= Pat Byrnes =

American cartoonist

Pat Byrnes is an American cartoonist, humorist, illustrator, and former aerospace engineer, best known for his work in The New Yorker and for creating the syndicated comic strip Monkeyhouse. Byrnes is also a voiceover actor, award-winning advertising copywriter, and author of multiple books. He has twice received the National Cartoonists Society’s Silver Reuben Award for Gag Cartoons in 2017, after six nominations, and for Advertising Illustration in 2001.

==Biography==
Byrnes was born in Detroit, Michigan.

He developed an early interest in cartooning and pursued a degree in aerospace engineering at the University of Notre Dame, motivated in part by the university's daily newspaper, which provided an outlet for his cartoons.

== Career ==
Byrnes has been a regular cartoonist for The New Yorker, contributing single-panel cartoons since the late 1990s.

=== Advertising and voice over work ===
Byrnes began his professional career as a copywriter for advertising agencies including W.B. Doner and J. Walter Thompson, winning several industry honors such as the Clio, Addy, and Mobius awards. He later worked as a voiceover actor, lending his voice to national campaigns for McDonald’s, Budweiser, Jeep, Cap’n Crunch, Raid!, and Quisp, among others.

=== Comic Strip and Books ===
Byrnes created the comic strip Monkeyhouse, a family-oriented series about a single father and his daughter. The strip concluded on the day of Byrnes’s wedding and was compiled into two anthologies.

He is also the author and illustrator of Captain Dad: The Manly Art of Stay-at-Home Parenting, What Would Satan Do? and Because I’m the Child Here and I Said So. He illustrated the American edition of Eats, Shoots & Leaves by Lynne Truss and contributed to The Rejection Collection I & II.

===The New Yorker and Daily Cartoon===
Byrnes has been a regular contributor to The New Yorker since the late 1990s. Though initially avoiding topical or political humor, he was encouraged by fellow cartoonist Ken Krimstein to take on The New Yorker’s Daily Cartoon during a politically volatile period in the U.S. His run as the solo Daily Cartoonist lasted ten weeks, during which he addressed contemporary events, particularly during the Trump administration.

His work is noted for its wit, satirical humor, and clean illustrative style.
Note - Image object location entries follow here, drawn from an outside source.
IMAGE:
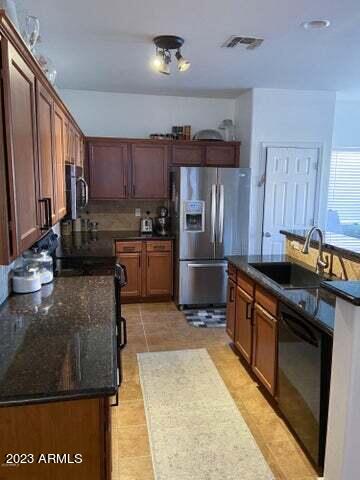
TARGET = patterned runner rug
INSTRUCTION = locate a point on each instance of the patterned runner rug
(207, 317)
(195, 428)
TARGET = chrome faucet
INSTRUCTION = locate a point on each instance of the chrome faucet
(322, 262)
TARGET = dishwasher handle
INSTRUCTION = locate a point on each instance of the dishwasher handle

In addition to his magazine work, he has published collections of his cartoons and collaborated on illustrated books, most notably Eats, Shoots & Leaves: Illustrated Edition, which paired Truss’s original text with his humorous illustrations.

The assignment required rapid response to breaking news while maintaining The New Yorker’s stylistic standards avoiding labels, allegory, and overt caricature. Byrnes often relied on humor rooted in moral contradiction and absurdity. His cartoons from this period received significant attention, including a viral piece retweeted by author J.K. Rowling.

=== The Drawing Board ===
Byrnes is co-founder of The Drawing Board, a business consultancy that applies cartooning concepts to organizational problem-solving, including areas such as business ethics, culture change, and innovation. Clients of the consultancy have included Ethisphere, Mojang, the Red Cross Climate Centre, and the Conference Board.

=== Artistic Style ===
Byrnes is known for his character-driven humor, preference for evergreen gags over topical content, and interest in moral conflict as comedic subject matter. He draws inspiration from both classical cartooning and modern satire, often eschewing political allegory in favor of understated wit.

== Personal life ==
Byrnes is married to Lisa Madigan, who served as the Attorney General of Illinois from 2003 to 2019. His brother was Michael J. Byrnes, an American prelate of the Catholic Church who served as Archbishop of Agaña, Guam.